Python Forum
parsing comment tag - Printable Version

+- Python Forum (https://python-forum.io)
+-- Forum: Python Coding (https://python-forum.io/forum-7.html)
+--- Forum: Web Scraping & Web Development (https://python-forum.io/forum-13.html)
+--- Thread: parsing comment tag (/thread-7709.html)



parsing comment tag - ian - Jan-22-2018

I am trying to parse a webpage with python 3.6.2 with BeautifulSoup4.
What I need is to retrieve the text of news headlines that are in comment tags (<!-- .. -->). such as on https://ca.finance.yahoo.com/quote/GOOG/news?p=GOOG
Are there any sample codes ? Thanks.


RE: parsing comment tag - snippsat - Jan-22-2018

What have you tried?

Here a hint <!-- react-text: 226 -->
So news are generated be JavaScript using React.
Can BeautifulSoup alone parse JavaScript?
The answer is no Hand

Search this forum for Selenium,
there are many examples using it alone or together with BeautifulSoup.
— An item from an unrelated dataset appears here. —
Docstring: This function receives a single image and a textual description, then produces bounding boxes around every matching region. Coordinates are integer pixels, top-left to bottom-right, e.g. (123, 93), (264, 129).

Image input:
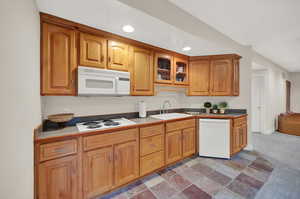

RE: parsing comment tag - Larz60+ - Jan-22-2018

You should take a look at: http://meumobi.github.io/stocks%20apis/2016/03/13/get-realtime-stock-quotes-yahoo-finance-api.html
Especially the legal parts. Looks like it's OK to extract the dta so long as it's not for commercial use., but not otherwise.
But it does give some basic information on extracting what you are interested in.